Städtebau  

 

Kulturforum

Piazzetta – Eingang zu den Museen der Europäischen Kunst


Piazzetta, Juni 2014; Foto: Philipp Eder
Piazzetta, Juni 2014  Foto: Philipp Eder

Entsprechend den Planungen des Architekten Rolf Gutbrod gruppieren sich die Museen der Europäischen Kunst um einen zentralen Platz, die so genannte „Piazzetta”. Durch die schiefe Ebene (das Gefälle beträgt 6%) sollte die zentrale Eingangshalle von der Matthäikirchstraße sichtbar bleiben und am höchsten Punkt eine Fußgängerbrücke den Museumsbereich mit dem Tiergarten verbinden.
Außerdem war geplant, an das Kunstgewerbemuseum einen zweigeschossigen Bau anzuschließen, der im Erdgeschoss ein Café mit wintergartenähnlicher Verglasung aufnehmen und im Obergeschoss mit Ziegeln verkleidet sein sollte.

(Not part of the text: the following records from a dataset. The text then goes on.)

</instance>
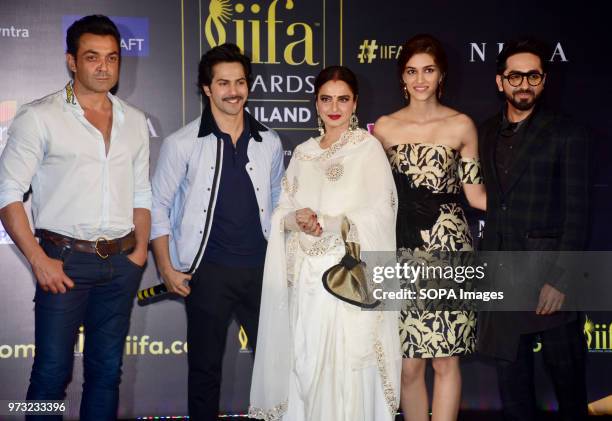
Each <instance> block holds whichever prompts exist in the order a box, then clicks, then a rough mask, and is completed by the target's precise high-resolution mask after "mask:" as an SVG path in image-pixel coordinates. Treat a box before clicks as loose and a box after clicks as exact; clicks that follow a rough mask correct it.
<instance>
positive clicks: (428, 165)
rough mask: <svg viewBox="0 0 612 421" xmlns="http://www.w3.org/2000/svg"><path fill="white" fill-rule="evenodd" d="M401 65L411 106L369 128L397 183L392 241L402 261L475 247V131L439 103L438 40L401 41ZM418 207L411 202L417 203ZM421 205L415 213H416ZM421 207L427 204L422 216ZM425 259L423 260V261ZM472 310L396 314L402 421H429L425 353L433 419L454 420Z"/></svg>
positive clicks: (421, 38) (458, 401) (429, 311)
mask: <svg viewBox="0 0 612 421" xmlns="http://www.w3.org/2000/svg"><path fill="white" fill-rule="evenodd" d="M398 66H399V68H398V70H399V76H400V80H401V84H402V89H403V92H404V96H405V98H406V100H407V102H408V105H407V106H405V107H403V108H402V109H400V110H399V111H397V112H395V113H393V114H390V115H388V116H383V117H381V118H380V119H378V121H377V122H376V124H375V126H374V135H375V136H376V137H377V138H378V139H379V140H380V141H381V143H382V144H383V146H384V148H385V150H386V151H387V154H388V156H389V160H390V162H391V167H392V170H393V173H394V178H395V181H396V184H397V189H398V200H399V209H398V218H397V243H398V254H399V256H400V258H401V259H410V258H411V257H410V256H417V258H418V256H430V255H431V254H432V253H435V252H436V251H469V250H472V238H471V235H470V232H469V228H468V224H467V221H466V219H465V215H464V212H463V209H462V208H461V205H460V204H459V203H458V202H459V197H460V196H459V195H460V193H461V190H463V192H464V193H465V195H466V198H467V200H468V202H469V204H470V206H473V207H475V208H478V209H482V210H484V209H485V206H486V193H485V190H484V187H483V185H482V178H481V173H480V166H479V161H478V145H477V132H476V128H475V126H474V123H473V122H472V120H471V119H470V118H469V117H468V116H466V115H465V114H461V113H459V112H458V111H456V110H453V109H451V108H449V107H446V106H444V105H442V104H440V102H439V98H440V96H441V93H442V86H443V83H444V79H445V77H446V71H447V62H446V55H445V53H444V50H443V48H442V46H441V44H440V42H439V41H437V40H436V39H435V38H433V37H432V36H430V35H417V36H415V37H413V38H411V39H410V40H408V41H407V42H406V43H405V44H404V46H403V47H402V51H401V54H400V57H399V59H398ZM415 205H416V206H415ZM415 208H419V209H420V210H421V211H420V216H419V215H417V216H415V212H416V214H418V213H419V211H418V210H417V211H415ZM423 209H426V210H427V211H426V212H425V215H423V211H422V210H423ZM425 260H427V259H425ZM475 329H476V316H475V314H474V313H473V312H471V311H462V310H449V311H428V310H418V309H413V307H411V309H405V310H404V311H402V314H401V321H400V339H401V342H402V348H403V353H404V362H403V364H402V392H401V406H402V410H403V412H404V419H405V420H406V421H425V420H429V403H428V402H429V401H428V396H427V388H426V385H425V367H426V363H427V359H431V360H432V365H433V369H434V373H435V377H434V392H433V402H432V415H433V420H434V421H450V420H455V419H457V414H458V411H459V403H460V397H461V373H460V370H459V357H460V356H461V355H466V354H470V353H472V352H473V351H474V347H475V336H476V331H475Z"/></svg>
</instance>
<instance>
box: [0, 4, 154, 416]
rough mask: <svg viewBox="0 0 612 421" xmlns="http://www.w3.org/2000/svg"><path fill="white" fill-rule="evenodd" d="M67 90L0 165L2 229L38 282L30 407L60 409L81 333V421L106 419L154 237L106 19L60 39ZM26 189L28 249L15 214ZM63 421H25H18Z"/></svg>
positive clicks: (107, 19)
mask: <svg viewBox="0 0 612 421" xmlns="http://www.w3.org/2000/svg"><path fill="white" fill-rule="evenodd" d="M66 43H67V52H66V60H67V64H68V67H69V69H70V70H71V71H72V73H73V76H74V77H73V80H71V81H70V82H69V83H68V84H67V85H66V86H65V87H64V89H62V90H60V91H58V92H56V93H53V94H50V95H48V96H46V97H44V98H42V99H39V100H37V101H34V102H32V103H30V104H27V105H24V106H23V107H21V109H20V110H19V112H18V113H17V116H16V117H15V119H14V121H13V124H12V125H11V127H10V129H9V137H8V143H7V146H6V148H5V149H4V152H3V154H2V156H1V157H0V218H1V219H2V223H3V225H4V227H5V228H6V230H7V232H8V233H9V235H10V236H11V238H12V239H13V241H14V242H15V244H16V245H17V246H18V247H19V249H20V250H21V252H22V253H23V255H24V256H25V257H26V259H27V260H28V262H29V263H30V265H31V267H32V271H33V273H34V275H35V277H36V280H37V285H36V295H35V299H34V301H35V308H34V311H35V345H36V356H35V358H34V365H33V367H32V375H31V377H30V386H29V388H28V393H27V399H28V400H39V399H44V400H59V399H64V398H65V390H66V386H67V385H68V382H69V381H70V378H71V375H72V362H73V359H74V351H73V348H74V342H75V339H76V334H77V331H78V329H79V326H81V324H83V325H84V327H85V332H86V333H85V335H86V336H85V350H84V353H83V354H84V355H83V368H84V378H85V382H84V384H83V398H82V399H81V410H80V416H79V418H80V419H81V420H84V421H103V420H115V419H116V417H117V405H118V398H119V382H120V378H121V364H122V354H123V347H124V345H125V337H126V335H127V332H128V328H129V320H130V313H131V309H132V304H133V302H134V298H135V295H136V290H137V289H138V285H139V283H140V279H141V277H142V271H143V267H144V264H145V262H146V260H147V245H148V239H149V233H150V227H151V215H150V208H151V186H150V184H149V135H148V128H147V123H146V119H145V116H144V114H143V113H142V112H141V111H139V110H137V109H136V108H134V107H132V106H130V105H128V104H127V103H125V102H123V101H122V100H120V99H119V98H117V97H115V96H114V95H112V94H110V93H109V91H110V90H111V89H112V88H113V87H114V86H115V85H116V84H117V81H118V78H119V62H120V53H121V51H120V37H119V31H118V30H117V27H116V26H115V24H114V23H113V22H112V21H111V20H110V19H109V18H107V17H106V16H100V15H93V16H86V17H84V18H82V19H80V20H78V21H76V22H75V23H74V24H73V25H72V26H70V28H68V33H67V36H66ZM30 185H32V192H33V193H32V213H33V221H34V227H35V228H36V235H37V236H38V237H39V238H40V240H41V241H40V244H39V243H38V242H37V241H36V239H35V237H34V235H33V234H32V231H31V229H30V224H29V222H28V218H27V215H26V212H25V209H24V205H23V203H22V201H23V196H24V193H25V192H26V191H28V189H29V187H30ZM39 418H41V419H45V420H47V419H61V416H55V417H54V416H51V417H46V416H45V417H43V416H42V415H39V416H28V417H27V419H31V420H33V419H39Z"/></svg>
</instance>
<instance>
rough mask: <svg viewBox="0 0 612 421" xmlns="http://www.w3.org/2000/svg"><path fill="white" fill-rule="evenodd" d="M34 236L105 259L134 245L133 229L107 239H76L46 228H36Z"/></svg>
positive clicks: (105, 238) (133, 236) (128, 249)
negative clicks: (35, 235)
mask: <svg viewBox="0 0 612 421" xmlns="http://www.w3.org/2000/svg"><path fill="white" fill-rule="evenodd" d="M36 236H37V237H40V239H41V240H44V241H49V242H51V243H53V244H55V245H56V246H58V247H70V248H71V249H72V250H73V251H78V252H82V253H94V254H97V255H98V256H99V257H100V258H102V259H106V258H107V257H109V256H112V255H113V254H119V253H123V252H126V251H129V250H131V249H133V248H134V247H135V246H136V236H135V235H134V231H132V232H130V233H129V234H128V235H126V236H125V237H121V238H115V239H113V240H107V239H106V238H102V237H100V238H98V239H97V240H96V241H86V240H77V239H76V238H71V237H67V236H65V235H61V234H57V233H55V232H52V231H47V230H36Z"/></svg>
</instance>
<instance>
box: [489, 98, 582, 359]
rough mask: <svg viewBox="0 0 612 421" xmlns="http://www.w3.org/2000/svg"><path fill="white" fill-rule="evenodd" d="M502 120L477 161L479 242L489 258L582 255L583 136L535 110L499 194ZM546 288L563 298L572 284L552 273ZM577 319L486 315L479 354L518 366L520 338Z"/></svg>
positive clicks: (552, 270)
mask: <svg viewBox="0 0 612 421" xmlns="http://www.w3.org/2000/svg"><path fill="white" fill-rule="evenodd" d="M501 123H502V114H501V113H499V114H497V115H495V116H494V117H492V118H490V119H489V120H487V121H486V122H485V123H484V124H483V125H482V126H481V128H480V130H479V148H480V159H481V163H482V169H483V175H484V182H485V187H486V190H487V216H486V222H485V227H484V232H483V238H482V241H481V243H480V249H481V250H487V251H534V250H537V251H540V250H560V251H574V250H584V249H585V247H586V241H587V236H588V204H589V187H590V183H589V172H590V166H589V161H590V159H589V155H590V150H589V149H590V148H589V142H588V140H587V139H588V137H587V135H586V131H585V130H584V129H582V128H580V127H579V126H577V125H576V124H574V123H572V122H571V120H570V119H568V118H567V117H565V116H562V115H559V114H555V113H552V112H550V111H547V110H545V109H538V108H536V110H534V114H532V116H531V118H530V119H529V121H527V122H526V123H525V124H527V125H528V126H527V127H526V128H525V130H526V131H525V137H524V138H523V139H522V142H521V143H520V145H519V150H518V151H517V152H516V156H515V161H514V162H513V164H512V167H511V169H510V174H509V175H508V177H509V182H508V188H507V189H506V191H505V192H504V191H502V189H501V187H500V185H499V182H498V176H497V169H496V165H495V150H496V143H497V141H498V133H499V130H500V126H501ZM550 269H551V270H550V271H549V272H548V276H543V277H544V278H545V279H539V280H537V281H535V282H536V283H537V284H536V285H534V290H535V289H537V290H539V288H540V287H541V285H543V284H544V283H545V282H548V283H550V284H551V285H553V286H555V287H556V288H558V289H559V290H561V291H565V290H566V288H567V285H568V284H567V283H568V282H572V279H569V277H568V276H564V275H562V274H561V273H556V272H555V271H554V270H553V269H552V268H550ZM575 319H576V314H575V313H567V312H561V313H557V314H554V315H550V316H537V315H536V314H535V308H534V312H520V313H508V312H503V313H502V312H489V313H482V314H481V315H480V317H479V328H478V330H479V338H478V348H479V350H480V351H481V352H482V353H484V354H488V355H492V356H495V357H499V358H505V359H509V360H513V359H514V358H515V356H516V346H517V345H518V339H519V337H520V335H521V334H523V333H530V332H538V331H542V330H546V329H549V328H552V327H555V326H558V325H560V324H563V323H566V322H568V321H571V320H575Z"/></svg>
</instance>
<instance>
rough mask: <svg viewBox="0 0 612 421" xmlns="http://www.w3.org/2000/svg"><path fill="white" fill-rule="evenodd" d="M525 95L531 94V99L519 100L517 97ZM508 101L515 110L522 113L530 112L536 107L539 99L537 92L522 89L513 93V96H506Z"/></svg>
mask: <svg viewBox="0 0 612 421" xmlns="http://www.w3.org/2000/svg"><path fill="white" fill-rule="evenodd" d="M523 93H526V94H531V98H527V99H517V95H519V94H523ZM506 99H507V100H508V102H510V104H512V106H513V107H514V108H516V109H517V110H520V111H529V110H530V109H532V108H533V107H534V106H535V105H536V102H538V97H537V96H536V94H535V92H533V91H532V90H529V89H520V90H517V91H514V92H512V94H506Z"/></svg>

Die vorgesehenen Anschlussflächen sind noch an der zum Platz orientierten Fassade des Kunstgewerbemuseums zu erkennen. Auch auf dem Platz ist an fehlenden Bodenplatten und aus dem Boden ragenden Stützen und Aufbauten für Treppenhäuser erkennbar, wo sich das Gebäude mit dem aufgeständerten Durchgang zwischen Café und Kunstgewerbemuseum befinden sollte. Der Bau kam bisher nicht zur Ausführung und im Augenblick nutzt eine gut angenommene Caféteria mit Terrasse den freien Bereich.

Rolf Gutbrod hatte sich die Gestaltung der Piazzetta als eine im landschaftlichen Stil begrünte Fläche vorgestellt. 1984 wurde dazu ein eigener künstlerischer Wettbewerb ausgelobt, den der Künstler Heinz Mack gewann. Er plante die Verlegung von Granitplatten, deren Muster am besten auf Luftbildern zu erkennen ist. Parallel zu diesem Wettbewerb fand das „Internationale Gutachterverfahren Kulturforum” (1983) statt, das der Wiener Architekt Hans Hollein gewann. Sein Entwurf sah im Verlauf der Matthäikirchstraße einen Kanal vor. Anpassungen zwischen den Entwürfen von Mack und Hollein wurden notwendig: Die Blockstufen am östlichen Platzrand sollten das Kanalufer bilden und an der Stelle der mittleren Treppe wäre eine Brücke über den Kanal gespannt worden.

Die Funktionalität der Piazzetta wird heute in Frage gestellt, da sich dem Besucher der Zugang zu den Museen nicht eindeutig erschließt und unnötig erschwert wird. Es wird daher überlegt, den Platz neu zu gestalten (siehe auch  pfeil_rechts_3366cc Senatsbeschluss).